Most testing for RSV is done in the hospital, but one test is available for office use. It detects RSV fusion protein, and results are available in 15 minutes. The kit has a sensitivity of up to 88% and specificity of up to 100%.

“Again, if it's winter and RSV is in the community, you can believe a positive result,” he said. “It might be useful in how you monitor the patient, and it's very helpful in preventing unnecessary antibiotic use. But I'm not sure it helps much with family education or helps you make any decision about admission.”

Monospot is the only CLIA-waived test for mononucleosis. Again, accuracy depends on timing, Dr. Krilov said. “A negative test in the first week of illness does not mean they don't have the disease. Typically it isn't until the second week of illness that the heterophile antibodies are made, and they can persist for 6 months or more. So using this test to follow the course of disease, or as a way of determining when the kids can go back to school and sports, is not worthwhile.”

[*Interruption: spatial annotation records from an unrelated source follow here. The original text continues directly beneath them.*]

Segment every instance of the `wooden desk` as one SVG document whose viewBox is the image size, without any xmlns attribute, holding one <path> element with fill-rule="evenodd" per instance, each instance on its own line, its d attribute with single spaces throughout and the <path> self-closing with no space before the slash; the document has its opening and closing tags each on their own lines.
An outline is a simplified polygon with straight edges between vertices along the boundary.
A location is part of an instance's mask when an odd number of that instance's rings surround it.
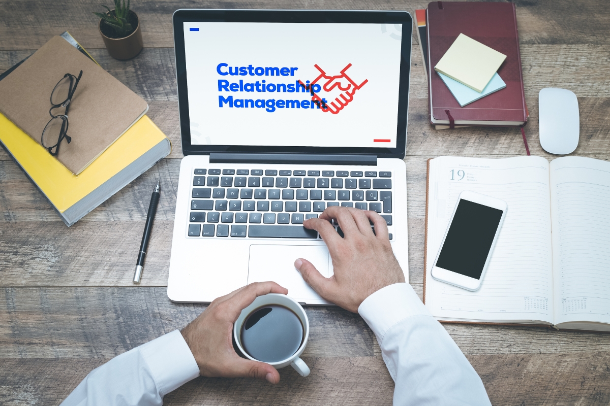
<svg viewBox="0 0 610 406">
<path fill-rule="evenodd" d="M 610 159 L 610 12 L 601 2 L 517 2 L 532 154 L 552 158 L 538 141 L 539 91 L 578 96 L 575 155 Z M 521 4 L 522 3 L 522 4 Z M 68 29 L 101 65 L 142 96 L 173 152 L 76 225 L 66 228 L 8 155 L 0 150 L 0 404 L 59 404 L 92 369 L 186 325 L 206 306 L 167 298 L 178 168 L 178 124 L 171 13 L 181 7 L 346 9 L 425 8 L 427 2 L 264 0 L 132 2 L 146 48 L 127 61 L 104 48 L 96 2 L 0 1 L 0 72 Z M 414 31 L 407 166 L 409 282 L 421 294 L 426 160 L 444 155 L 525 155 L 515 128 L 436 131 Z M 154 180 L 161 200 L 142 285 L 131 282 Z M 205 258 L 201 261 L 204 262 Z M 357 315 L 308 308 L 306 379 L 291 368 L 272 386 L 251 379 L 199 378 L 167 405 L 390 404 L 394 384 L 374 335 Z M 494 405 L 610 402 L 610 335 L 539 328 L 445 325 L 480 374 Z"/>
</svg>

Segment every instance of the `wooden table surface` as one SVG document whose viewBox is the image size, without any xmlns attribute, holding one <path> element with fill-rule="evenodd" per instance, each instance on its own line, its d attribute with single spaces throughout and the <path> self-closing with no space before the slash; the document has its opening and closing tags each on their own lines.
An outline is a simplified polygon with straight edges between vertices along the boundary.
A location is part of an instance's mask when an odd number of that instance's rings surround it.
<svg viewBox="0 0 610 406">
<path fill-rule="evenodd" d="M 0 404 L 59 404 L 92 369 L 193 320 L 206 306 L 178 304 L 166 286 L 181 155 L 171 14 L 179 8 L 404 10 L 426 1 L 135 0 L 145 48 L 126 61 L 108 55 L 91 13 L 98 1 L 0 0 L 0 72 L 68 30 L 110 73 L 143 97 L 173 150 L 68 228 L 8 155 L 0 150 Z M 108 1 L 102 2 L 107 3 Z M 566 88 L 580 105 L 574 155 L 610 159 L 610 11 L 593 0 L 517 1 L 533 155 L 553 159 L 538 140 L 538 92 Z M 404 33 L 408 35 L 409 33 Z M 434 130 L 414 30 L 404 159 L 409 282 L 421 295 L 426 160 L 439 155 L 514 156 L 517 128 Z M 163 186 L 140 286 L 133 277 L 154 180 Z M 407 247 L 404 247 L 405 248 Z M 204 261 L 204 259 L 202 259 Z M 167 405 L 390 404 L 393 382 L 375 336 L 357 315 L 308 307 L 311 375 L 281 371 L 276 386 L 249 379 L 198 378 Z M 494 405 L 610 403 L 610 335 L 540 328 L 445 324 L 483 379 Z"/>
</svg>

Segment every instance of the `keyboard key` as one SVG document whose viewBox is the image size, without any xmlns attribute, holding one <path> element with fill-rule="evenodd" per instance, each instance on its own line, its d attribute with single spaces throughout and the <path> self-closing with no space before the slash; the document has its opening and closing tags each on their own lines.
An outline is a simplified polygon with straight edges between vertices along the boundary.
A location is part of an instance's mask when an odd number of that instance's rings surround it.
<svg viewBox="0 0 610 406">
<path fill-rule="evenodd" d="M 379 192 L 379 200 L 383 201 L 383 212 L 392 212 L 392 192 L 384 191 Z"/>
<path fill-rule="evenodd" d="M 288 224 L 290 222 L 290 214 L 288 213 L 278 213 L 278 224 Z"/>
<path fill-rule="evenodd" d="M 218 226 L 216 228 L 216 236 L 217 237 L 228 237 L 229 236 L 229 225 L 228 224 L 219 224 Z"/>
<path fill-rule="evenodd" d="M 201 235 L 201 224 L 189 224 L 188 225 L 188 236 L 189 237 L 199 237 Z"/>
<path fill-rule="evenodd" d="M 296 211 L 296 202 L 287 201 L 284 209 L 286 211 Z"/>
<path fill-rule="evenodd" d="M 370 189 L 371 188 L 371 180 L 370 179 L 359 179 L 358 180 L 358 188 L 359 189 Z"/>
<path fill-rule="evenodd" d="M 207 186 L 218 186 L 218 181 L 220 180 L 220 178 L 218 177 L 207 177 Z"/>
<path fill-rule="evenodd" d="M 212 210 L 214 200 L 191 200 L 191 210 Z"/>
<path fill-rule="evenodd" d="M 392 180 L 373 179 L 373 189 L 392 189 Z"/>
<path fill-rule="evenodd" d="M 299 211 L 311 211 L 310 201 L 300 201 Z M 293 214 L 294 215 L 294 214 Z"/>
<path fill-rule="evenodd" d="M 381 217 L 386 220 L 386 224 L 389 226 L 392 225 L 392 216 L 388 214 L 382 214 Z"/>
<path fill-rule="evenodd" d="M 282 190 L 282 198 L 284 200 L 292 200 L 295 198 L 295 191 L 292 189 L 284 189 Z"/>
<path fill-rule="evenodd" d="M 229 204 L 226 200 L 217 200 L 214 205 L 214 210 L 226 210 Z"/>
<path fill-rule="evenodd" d="M 212 196 L 212 189 L 209 187 L 193 187 L 193 197 L 200 199 L 209 199 Z"/>
<path fill-rule="evenodd" d="M 269 211 L 269 202 L 267 200 L 259 200 L 257 201 L 256 211 Z"/>
<path fill-rule="evenodd" d="M 260 238 L 317 238 L 318 232 L 303 226 L 253 225 L 248 227 L 248 236 Z"/>
<path fill-rule="evenodd" d="M 290 187 L 300 187 L 301 180 L 301 178 L 290 178 Z"/>
<path fill-rule="evenodd" d="M 195 177 L 193 178 L 193 186 L 205 186 L 206 177 Z"/>
<path fill-rule="evenodd" d="M 303 187 L 315 187 L 315 178 L 304 178 Z"/>
<path fill-rule="evenodd" d="M 243 201 L 243 211 L 254 211 L 254 208 L 256 205 L 254 203 L 254 200 L 244 200 Z"/>
<path fill-rule="evenodd" d="M 234 185 L 235 187 L 243 187 L 246 186 L 246 177 L 235 177 L 235 184 Z"/>
<path fill-rule="evenodd" d="M 206 212 L 192 211 L 188 216 L 188 221 L 191 223 L 204 223 L 206 222 Z"/>
<path fill-rule="evenodd" d="M 203 231 L 201 233 L 202 237 L 214 237 L 214 228 L 215 226 L 214 224 L 204 224 L 203 225 Z"/>
<path fill-rule="evenodd" d="M 231 226 L 231 237 L 245 237 L 246 236 L 246 229 L 247 226 L 236 226 L 232 225 Z"/>
</svg>

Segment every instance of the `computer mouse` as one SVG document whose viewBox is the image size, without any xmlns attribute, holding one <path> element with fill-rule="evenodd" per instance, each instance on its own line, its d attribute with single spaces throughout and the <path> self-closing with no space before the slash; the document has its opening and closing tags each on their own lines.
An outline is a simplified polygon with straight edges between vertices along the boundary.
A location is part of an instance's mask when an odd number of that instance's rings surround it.
<svg viewBox="0 0 610 406">
<path fill-rule="evenodd" d="M 580 116 L 576 95 L 567 89 L 545 88 L 538 94 L 540 145 L 550 153 L 565 155 L 578 145 Z"/>
</svg>

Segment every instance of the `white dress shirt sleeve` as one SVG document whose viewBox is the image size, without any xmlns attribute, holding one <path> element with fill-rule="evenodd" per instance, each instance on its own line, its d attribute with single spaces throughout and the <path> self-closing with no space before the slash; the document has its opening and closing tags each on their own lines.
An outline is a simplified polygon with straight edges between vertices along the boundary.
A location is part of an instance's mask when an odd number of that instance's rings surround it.
<svg viewBox="0 0 610 406">
<path fill-rule="evenodd" d="M 93 369 L 61 406 L 162 405 L 165 395 L 198 376 L 195 357 L 176 330 Z"/>
<path fill-rule="evenodd" d="M 394 380 L 395 406 L 491 404 L 481 378 L 411 285 L 378 290 L 358 313 Z"/>
</svg>

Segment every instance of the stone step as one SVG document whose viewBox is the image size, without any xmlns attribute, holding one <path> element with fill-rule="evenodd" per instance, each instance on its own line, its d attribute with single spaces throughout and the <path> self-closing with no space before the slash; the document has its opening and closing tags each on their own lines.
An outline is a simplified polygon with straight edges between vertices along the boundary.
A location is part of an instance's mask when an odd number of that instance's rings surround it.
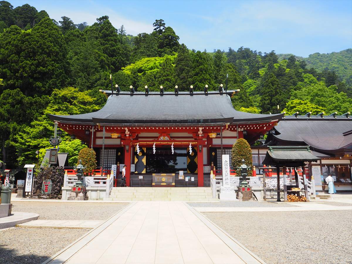
<svg viewBox="0 0 352 264">
<path fill-rule="evenodd" d="M 155 197 L 133 197 L 133 198 L 105 198 L 104 201 L 180 201 L 180 202 L 209 202 L 218 201 L 217 198 L 155 198 Z"/>
</svg>

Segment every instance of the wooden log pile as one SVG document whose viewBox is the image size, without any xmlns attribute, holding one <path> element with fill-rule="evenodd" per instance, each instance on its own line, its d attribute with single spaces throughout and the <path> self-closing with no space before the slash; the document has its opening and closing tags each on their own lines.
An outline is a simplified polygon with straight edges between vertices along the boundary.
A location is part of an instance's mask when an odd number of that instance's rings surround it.
<svg viewBox="0 0 352 264">
<path fill-rule="evenodd" d="M 307 202 L 307 199 L 304 195 L 297 196 L 294 194 L 287 195 L 287 200 L 289 202 Z"/>
</svg>

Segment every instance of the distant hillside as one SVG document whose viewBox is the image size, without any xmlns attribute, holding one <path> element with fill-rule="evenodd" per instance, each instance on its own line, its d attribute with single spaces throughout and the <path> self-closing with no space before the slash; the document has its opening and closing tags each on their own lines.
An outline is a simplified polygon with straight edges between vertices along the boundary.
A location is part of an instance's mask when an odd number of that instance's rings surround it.
<svg viewBox="0 0 352 264">
<path fill-rule="evenodd" d="M 293 54 L 277 54 L 279 60 L 286 59 Z M 352 49 L 339 52 L 310 54 L 308 58 L 296 56 L 297 59 L 303 60 L 307 64 L 307 68 L 313 67 L 318 71 L 327 69 L 334 70 L 337 75 L 348 85 L 352 84 Z"/>
</svg>

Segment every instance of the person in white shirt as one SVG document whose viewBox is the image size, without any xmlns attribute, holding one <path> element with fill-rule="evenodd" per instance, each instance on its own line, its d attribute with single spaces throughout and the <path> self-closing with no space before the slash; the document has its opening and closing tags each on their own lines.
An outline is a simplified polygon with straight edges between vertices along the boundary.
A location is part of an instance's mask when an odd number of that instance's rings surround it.
<svg viewBox="0 0 352 264">
<path fill-rule="evenodd" d="M 334 186 L 334 178 L 331 177 L 331 174 L 329 174 L 329 176 L 326 177 L 325 181 L 329 187 L 329 193 L 332 194 L 336 193 L 336 190 Z"/>
<path fill-rule="evenodd" d="M 125 165 L 122 169 L 122 176 L 121 176 L 121 187 L 124 187 L 126 185 L 126 168 L 127 166 Z"/>
</svg>

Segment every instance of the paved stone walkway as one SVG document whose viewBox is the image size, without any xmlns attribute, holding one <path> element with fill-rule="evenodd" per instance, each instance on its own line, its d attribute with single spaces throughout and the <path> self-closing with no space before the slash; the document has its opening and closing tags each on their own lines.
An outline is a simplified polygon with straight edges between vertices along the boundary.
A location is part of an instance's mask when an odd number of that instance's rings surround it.
<svg viewBox="0 0 352 264">
<path fill-rule="evenodd" d="M 95 220 L 33 220 L 18 225 L 20 227 L 94 228 L 104 221 Z"/>
<path fill-rule="evenodd" d="M 263 262 L 187 204 L 133 203 L 44 263 Z"/>
</svg>

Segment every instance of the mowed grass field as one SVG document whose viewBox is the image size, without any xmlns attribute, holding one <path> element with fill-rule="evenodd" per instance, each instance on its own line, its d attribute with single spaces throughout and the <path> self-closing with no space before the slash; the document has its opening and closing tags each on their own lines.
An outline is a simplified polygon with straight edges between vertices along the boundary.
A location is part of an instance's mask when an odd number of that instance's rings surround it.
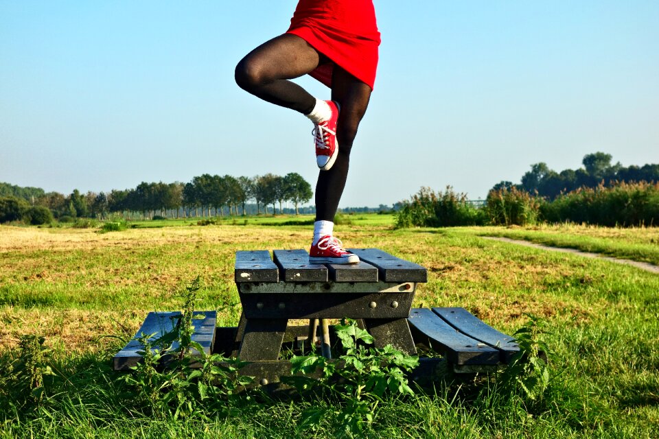
<svg viewBox="0 0 659 439">
<path fill-rule="evenodd" d="M 150 222 L 104 234 L 93 228 L 0 226 L 0 350 L 15 348 L 23 334 L 43 335 L 59 372 L 78 383 L 68 391 L 67 397 L 77 401 L 70 405 L 46 405 L 38 416 L 0 414 L 3 434 L 325 437 L 332 420 L 326 429 L 300 431 L 295 427 L 299 410 L 292 403 L 253 405 L 244 409 L 248 414 L 205 423 L 155 420 L 123 407 L 109 394 L 115 388 L 99 383 L 115 379 L 108 365 L 122 344 L 116 337 L 129 339 L 150 311 L 177 309 L 176 292 L 198 276 L 203 287 L 196 308 L 218 309 L 218 324 L 236 324 L 235 252 L 308 249 L 311 226 L 285 224 L 310 219 L 141 226 L 161 222 Z M 527 313 L 540 316 L 551 332 L 544 340 L 556 354 L 545 400 L 532 409 L 511 410 L 496 395 L 484 396 L 491 385 L 487 380 L 472 383 L 468 394 L 464 385 L 439 383 L 436 395 L 383 403 L 369 437 L 658 437 L 659 276 L 479 236 L 594 241 L 599 246 L 589 251 L 651 262 L 659 247 L 657 229 L 395 230 L 389 215 L 350 219 L 351 224 L 335 228 L 347 247 L 380 248 L 428 268 L 428 282 L 417 289 L 414 306 L 463 307 L 508 333 L 528 321 Z M 80 382 L 87 381 L 73 378 L 81 374 L 102 392 L 86 391 Z M 478 385 L 483 388 L 474 393 Z M 101 416 L 100 401 L 118 407 L 104 408 Z"/>
</svg>

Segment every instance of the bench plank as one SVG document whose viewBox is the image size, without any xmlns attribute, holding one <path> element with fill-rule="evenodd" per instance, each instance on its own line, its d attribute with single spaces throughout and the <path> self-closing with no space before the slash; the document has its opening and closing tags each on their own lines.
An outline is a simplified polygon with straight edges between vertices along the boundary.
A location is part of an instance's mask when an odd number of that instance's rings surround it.
<svg viewBox="0 0 659 439">
<path fill-rule="evenodd" d="M 520 351 L 513 337 L 499 332 L 464 308 L 432 308 L 432 312 L 460 332 L 499 349 L 502 363 L 507 364 Z"/>
<path fill-rule="evenodd" d="M 378 282 L 378 268 L 363 261 L 359 263 L 327 264 L 330 278 L 334 282 Z"/>
<path fill-rule="evenodd" d="M 327 268 L 310 263 L 309 254 L 304 250 L 275 250 L 275 263 L 281 270 L 286 282 L 327 282 Z"/>
<path fill-rule="evenodd" d="M 235 252 L 234 277 L 240 282 L 279 282 L 279 270 L 266 250 Z"/>
<path fill-rule="evenodd" d="M 194 313 L 195 315 L 204 315 L 205 318 L 203 319 L 192 320 L 192 327 L 194 329 L 192 340 L 202 346 L 205 353 L 210 354 L 211 346 L 215 341 L 217 312 L 215 311 L 194 311 Z M 178 320 L 172 318 L 180 315 L 181 313 L 178 311 L 150 312 L 132 339 L 113 358 L 113 366 L 115 370 L 125 370 L 137 364 L 142 358 L 142 356 L 137 353 L 139 351 L 142 350 L 142 346 L 137 339 L 143 333 L 146 335 L 155 333 L 150 338 L 152 341 L 159 338 L 175 328 L 176 325 L 178 324 Z M 173 343 L 172 347 L 176 349 L 178 347 L 178 344 Z M 193 350 L 192 355 L 195 355 L 196 353 L 198 354 Z"/>
<path fill-rule="evenodd" d="M 428 272 L 419 264 L 397 258 L 379 248 L 349 248 L 365 262 L 378 268 L 385 282 L 427 282 Z"/>
<path fill-rule="evenodd" d="M 499 362 L 498 350 L 461 333 L 430 309 L 413 308 L 408 321 L 428 338 L 433 348 L 443 349 L 453 364 L 496 365 Z"/>
</svg>

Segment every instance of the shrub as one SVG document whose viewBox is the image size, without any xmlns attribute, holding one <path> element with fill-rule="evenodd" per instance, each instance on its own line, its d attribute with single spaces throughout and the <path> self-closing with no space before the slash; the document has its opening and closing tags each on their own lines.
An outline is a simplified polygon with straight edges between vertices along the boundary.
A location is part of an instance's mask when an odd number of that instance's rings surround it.
<svg viewBox="0 0 659 439">
<path fill-rule="evenodd" d="M 659 220 L 659 183 L 618 182 L 581 187 L 542 207 L 550 222 L 600 226 L 654 226 Z"/>
<path fill-rule="evenodd" d="M 123 221 L 111 221 L 103 224 L 101 227 L 101 233 L 108 232 L 119 232 L 126 230 L 126 222 Z"/>
<path fill-rule="evenodd" d="M 16 197 L 0 198 L 0 223 L 23 220 L 30 204 Z"/>
<path fill-rule="evenodd" d="M 97 224 L 96 220 L 91 218 L 78 218 L 73 226 L 76 228 L 91 228 L 96 227 Z"/>
<path fill-rule="evenodd" d="M 485 224 L 481 209 L 467 202 L 467 195 L 457 193 L 450 186 L 443 193 L 435 193 L 421 187 L 410 201 L 402 202 L 396 213 L 396 227 L 450 227 Z"/>
<path fill-rule="evenodd" d="M 487 194 L 485 212 L 495 226 L 534 224 L 540 213 L 542 199 L 514 186 L 492 190 Z"/>
<path fill-rule="evenodd" d="M 53 222 L 53 213 L 45 206 L 33 206 L 25 213 L 25 220 L 33 226 L 49 224 Z"/>
</svg>

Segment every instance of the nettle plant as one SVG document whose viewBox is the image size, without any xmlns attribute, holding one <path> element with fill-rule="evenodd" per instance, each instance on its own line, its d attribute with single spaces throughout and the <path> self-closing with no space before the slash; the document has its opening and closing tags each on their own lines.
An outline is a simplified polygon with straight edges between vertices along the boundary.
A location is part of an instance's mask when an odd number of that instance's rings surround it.
<svg viewBox="0 0 659 439">
<path fill-rule="evenodd" d="M 405 372 L 419 364 L 419 357 L 407 355 L 391 345 L 374 347 L 373 337 L 354 320 L 343 320 L 334 329 L 344 353 L 336 360 L 315 353 L 293 357 L 290 362 L 294 376 L 285 381 L 303 394 L 311 391 L 336 403 L 328 407 L 303 410 L 300 428 L 315 429 L 327 415 L 334 414 L 342 434 L 361 437 L 373 422 L 380 402 L 414 394 Z M 320 376 L 308 376 L 311 374 Z"/>
<path fill-rule="evenodd" d="M 238 392 L 252 382 L 240 375 L 244 363 L 220 354 L 207 354 L 192 340 L 192 320 L 199 278 L 186 287 L 183 310 L 173 318 L 178 324 L 156 338 L 156 333 L 138 339 L 142 361 L 132 373 L 121 377 L 135 392 L 136 399 L 154 414 L 205 418 L 207 413 L 229 414 L 232 407 L 248 399 Z M 174 347 L 176 346 L 176 347 Z"/>
<path fill-rule="evenodd" d="M 502 375 L 503 384 L 512 392 L 521 390 L 531 401 L 542 399 L 549 385 L 548 359 L 553 357 L 543 335 L 549 334 L 546 323 L 539 317 L 527 315 L 529 320 L 513 335 L 520 351 L 511 359 Z"/>
</svg>

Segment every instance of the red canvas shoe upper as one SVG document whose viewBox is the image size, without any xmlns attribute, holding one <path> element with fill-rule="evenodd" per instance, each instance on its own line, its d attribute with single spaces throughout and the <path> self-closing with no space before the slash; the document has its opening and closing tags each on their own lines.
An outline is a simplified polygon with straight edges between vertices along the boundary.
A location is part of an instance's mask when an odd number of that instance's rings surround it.
<svg viewBox="0 0 659 439">
<path fill-rule="evenodd" d="M 323 122 L 314 124 L 314 139 L 316 144 L 316 162 L 318 167 L 327 171 L 334 164 L 338 145 L 336 143 L 336 121 L 338 120 L 338 105 L 334 101 L 325 101 L 332 110 L 332 117 Z"/>
<path fill-rule="evenodd" d="M 325 262 L 357 263 L 359 257 L 343 248 L 343 243 L 338 238 L 327 235 L 323 236 L 309 250 L 310 258 L 328 259 Z"/>
</svg>

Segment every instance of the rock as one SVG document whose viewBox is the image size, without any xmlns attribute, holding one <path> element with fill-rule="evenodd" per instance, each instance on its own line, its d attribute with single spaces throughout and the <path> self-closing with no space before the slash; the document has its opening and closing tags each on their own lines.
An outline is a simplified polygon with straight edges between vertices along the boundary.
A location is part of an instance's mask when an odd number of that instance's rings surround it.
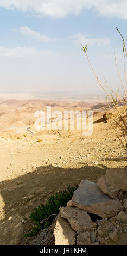
<svg viewBox="0 0 127 256">
<path fill-rule="evenodd" d="M 98 242 L 99 242 L 99 243 L 100 245 L 104 245 L 105 243 L 105 240 L 104 238 L 103 238 L 103 237 L 100 237 L 98 236 Z"/>
<path fill-rule="evenodd" d="M 87 231 L 83 232 L 77 237 L 77 245 L 90 245 L 91 239 L 90 233 Z"/>
<path fill-rule="evenodd" d="M 11 216 L 9 217 L 8 221 L 10 221 L 11 220 L 12 220 L 12 217 Z"/>
<path fill-rule="evenodd" d="M 97 232 L 100 237 L 105 237 L 106 236 L 108 236 L 109 232 L 112 230 L 113 224 L 111 222 L 108 222 L 98 227 Z"/>
<path fill-rule="evenodd" d="M 127 191 L 127 167 L 109 169 L 97 182 L 99 188 L 105 194 L 114 198 L 119 191 Z"/>
<path fill-rule="evenodd" d="M 62 218 L 66 218 L 72 228 L 78 234 L 84 231 L 92 231 L 96 223 L 92 222 L 86 211 L 74 207 L 60 207 L 60 213 Z"/>
<path fill-rule="evenodd" d="M 124 209 L 125 211 L 127 211 L 127 199 L 125 199 L 124 203 Z"/>
<path fill-rule="evenodd" d="M 96 237 L 96 232 L 94 231 L 90 231 L 90 234 L 91 241 L 94 242 Z"/>
<path fill-rule="evenodd" d="M 19 181 L 17 181 L 17 185 L 22 184 L 22 181 L 21 180 Z"/>
<path fill-rule="evenodd" d="M 123 211 L 119 212 L 115 218 L 118 221 L 120 221 L 123 223 L 126 223 L 127 222 L 127 215 Z"/>
<path fill-rule="evenodd" d="M 18 223 L 17 225 L 15 226 L 15 229 L 17 229 L 19 227 L 20 227 L 22 225 L 22 222 L 20 222 Z"/>
<path fill-rule="evenodd" d="M 88 212 L 97 214 L 102 218 L 115 216 L 123 210 L 123 206 L 117 199 L 112 199 L 104 194 L 96 183 L 82 180 L 78 188 L 74 192 L 71 206 L 78 207 Z"/>
<path fill-rule="evenodd" d="M 117 229 L 115 229 L 113 232 L 109 234 L 109 237 L 113 241 L 118 241 L 119 237 L 117 233 Z"/>
<path fill-rule="evenodd" d="M 76 232 L 60 214 L 54 229 L 55 245 L 75 245 Z"/>
<path fill-rule="evenodd" d="M 119 191 L 117 194 L 118 198 L 120 199 L 124 197 L 123 191 Z"/>
<path fill-rule="evenodd" d="M 99 242 L 95 242 L 94 245 L 99 245 Z"/>
<path fill-rule="evenodd" d="M 68 207 L 73 207 L 73 204 L 72 203 L 72 200 L 68 201 L 67 204 L 67 206 Z"/>
</svg>

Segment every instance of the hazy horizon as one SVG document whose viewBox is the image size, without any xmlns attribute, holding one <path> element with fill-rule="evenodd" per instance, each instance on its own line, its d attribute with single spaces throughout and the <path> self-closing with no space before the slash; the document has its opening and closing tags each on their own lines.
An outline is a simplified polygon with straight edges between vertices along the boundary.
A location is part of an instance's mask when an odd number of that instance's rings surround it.
<svg viewBox="0 0 127 256">
<path fill-rule="evenodd" d="M 80 44 L 97 75 L 111 89 L 121 88 L 122 40 L 126 39 L 123 0 L 0 0 L 0 90 L 85 90 L 101 95 Z"/>
</svg>

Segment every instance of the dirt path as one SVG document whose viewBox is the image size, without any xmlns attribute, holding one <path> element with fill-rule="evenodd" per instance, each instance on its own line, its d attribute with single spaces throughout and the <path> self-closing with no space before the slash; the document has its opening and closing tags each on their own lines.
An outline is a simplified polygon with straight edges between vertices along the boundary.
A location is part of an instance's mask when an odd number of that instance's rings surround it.
<svg viewBox="0 0 127 256">
<path fill-rule="evenodd" d="M 88 137 L 66 132 L 0 137 L 0 244 L 20 243 L 33 208 L 67 184 L 96 182 L 107 168 L 126 165 L 108 123 L 94 124 Z"/>
</svg>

Children younger than 6 years may not even make the heterophile antibodies, so a negative test on a young child shouldn't affect clinical decision-making, Dr. Krilov said. “The antibodies are detected in up to 85% of older kids and adolescents, but [in] 40% or less of those younger than 4 years. If you have a patient of the appropriate age and the appropriate symptoms, and the test is negative, you can treat it as early disease and test again in 1–2 weeks. Or you have the option of sending to the lab for specific serology.”

Dr. Krilov also touched on the issue of in-office HIV testing. Two CLIA-waived kits are available and give results in 20 minutes. “I think it's useful in some clinical settings, since it allows more people to be tested. At present, we estimate that up to 280,000 people in the U.S. are unaware that they have an HIV infection. The bad news is they don't give a complete diagnostics, so a positive test always has to be confirmed by the Western blot analysis, and a false positive can create a lot of anxiety. The other part of HIV testing is, if you do the test, it needs to be done in conjunction with counseling and hooking patients into appropriate follow-up.”